Selepas SMA, dia melanjutkan menjadi polisi dan melanjutkan ke Perguruan Tinggi Ilmu Kepolisian (PTIK), dan tamat pada 1962. Ia pernah aktif juga sebagai Pemimpin Umum Majalah Ikatan Sarjana Ilmu Kepolisian (ISIK) pada 1969 serta menjadi pengurus senat di PTIK/Seskopol.
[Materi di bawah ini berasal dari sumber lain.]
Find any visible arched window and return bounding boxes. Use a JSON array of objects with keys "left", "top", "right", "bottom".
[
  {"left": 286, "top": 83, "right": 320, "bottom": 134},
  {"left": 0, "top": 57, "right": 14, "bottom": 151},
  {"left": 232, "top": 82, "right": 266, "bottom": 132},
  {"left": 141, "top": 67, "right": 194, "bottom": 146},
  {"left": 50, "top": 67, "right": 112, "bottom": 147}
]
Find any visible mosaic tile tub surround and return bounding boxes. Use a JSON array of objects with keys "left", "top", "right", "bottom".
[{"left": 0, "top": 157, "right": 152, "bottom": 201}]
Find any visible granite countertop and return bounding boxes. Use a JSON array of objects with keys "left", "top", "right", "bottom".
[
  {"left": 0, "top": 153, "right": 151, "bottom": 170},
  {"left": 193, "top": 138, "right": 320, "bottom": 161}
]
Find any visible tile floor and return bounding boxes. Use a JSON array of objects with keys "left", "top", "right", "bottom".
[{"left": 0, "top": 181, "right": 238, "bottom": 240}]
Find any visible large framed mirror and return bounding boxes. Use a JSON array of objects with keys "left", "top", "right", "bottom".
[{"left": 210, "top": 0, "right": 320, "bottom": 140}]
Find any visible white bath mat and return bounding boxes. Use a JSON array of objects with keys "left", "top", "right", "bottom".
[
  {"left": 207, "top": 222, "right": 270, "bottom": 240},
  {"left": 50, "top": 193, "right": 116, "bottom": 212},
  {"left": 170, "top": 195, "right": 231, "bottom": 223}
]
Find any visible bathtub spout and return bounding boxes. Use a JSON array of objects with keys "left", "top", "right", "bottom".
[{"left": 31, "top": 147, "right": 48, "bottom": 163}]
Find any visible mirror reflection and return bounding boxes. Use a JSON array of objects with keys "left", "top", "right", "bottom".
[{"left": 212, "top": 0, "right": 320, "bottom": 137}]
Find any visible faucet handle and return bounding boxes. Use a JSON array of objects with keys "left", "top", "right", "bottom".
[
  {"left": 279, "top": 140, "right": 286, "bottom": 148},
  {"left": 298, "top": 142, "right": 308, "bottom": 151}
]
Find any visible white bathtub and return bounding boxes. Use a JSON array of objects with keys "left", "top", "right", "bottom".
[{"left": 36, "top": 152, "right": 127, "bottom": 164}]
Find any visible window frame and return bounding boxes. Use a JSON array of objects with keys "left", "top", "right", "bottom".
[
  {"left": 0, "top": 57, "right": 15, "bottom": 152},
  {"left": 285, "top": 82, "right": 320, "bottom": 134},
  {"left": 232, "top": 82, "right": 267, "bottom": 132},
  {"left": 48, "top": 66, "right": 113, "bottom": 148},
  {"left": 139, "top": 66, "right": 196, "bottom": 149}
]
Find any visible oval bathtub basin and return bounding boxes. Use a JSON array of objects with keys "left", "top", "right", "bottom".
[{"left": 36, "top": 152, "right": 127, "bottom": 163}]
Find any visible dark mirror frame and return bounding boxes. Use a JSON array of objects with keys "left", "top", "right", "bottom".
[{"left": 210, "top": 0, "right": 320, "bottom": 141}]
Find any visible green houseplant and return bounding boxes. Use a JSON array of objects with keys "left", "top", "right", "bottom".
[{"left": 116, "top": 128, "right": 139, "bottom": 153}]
Ia berhasil meraih gelar Sarjana Hukum setelah mengikuti ujian negara pada 1965.

Ia bertugas di Kepolisian RI hingga suatu waktu diperintahkan negara untuk menjadi ajudan Presiden Soekarno pada 1967-1968.

Masa penugasan sebagai ajudan Bung Karno merupakan bagian yang amat berkesan dalam perjalanan hidup Sidarto. Ia menceritakan pengalamannya menjadi ajudan Sang Proklamator itu dalam buku yang ditulis oleh Asvi Warman Adam berjudul "Memoar Sidarto Danusubroto Ajudan Bung Karno Sisi Sejarah Masa Transisi Di Sekitar Supersemar".

Pada buku yang diterbitkan oleh Penerbit Ombak, Jakarta, pada Juni 2013, dikisahkan tentang Sidarto Danusubroto yang menjadi saksi bagaimana buruknya tindakan pemerintah terhadap seorang Presiden yang masih menjabat walaupun "de facto" sudah nonaktif.

Soekarno tidak pernah diputuskan menjadi tahanan kota bahkan tahanan rumah namun untuk bepergian dari rumahnya di Batu Tulis di Bogor ia harus meminta izin kepada dua Pangdam.

Pangdam Siliwangi untuk meninggalkan Bogor dan Pangdam Jaya untuk memasuki wilayah Jakarta dalam rangka berobat ke Rumah Sakit Carolus, misalnya. Lebih parah lagi, sesudahnya harus menjalani tahanan rumah di Wisma Yaso.

Titik balik perubahan kekuasaan dari rezim Orde Lama ke Orde Baru atau dari Presiden Soekarno ke Presiden Soeharto yang ditandai dengan Surat Perintah 11 Maret 1966 (Supersemar) dari Soekarno ke Soeharto, panjang dikisahkan Sidarto dalam buku itu.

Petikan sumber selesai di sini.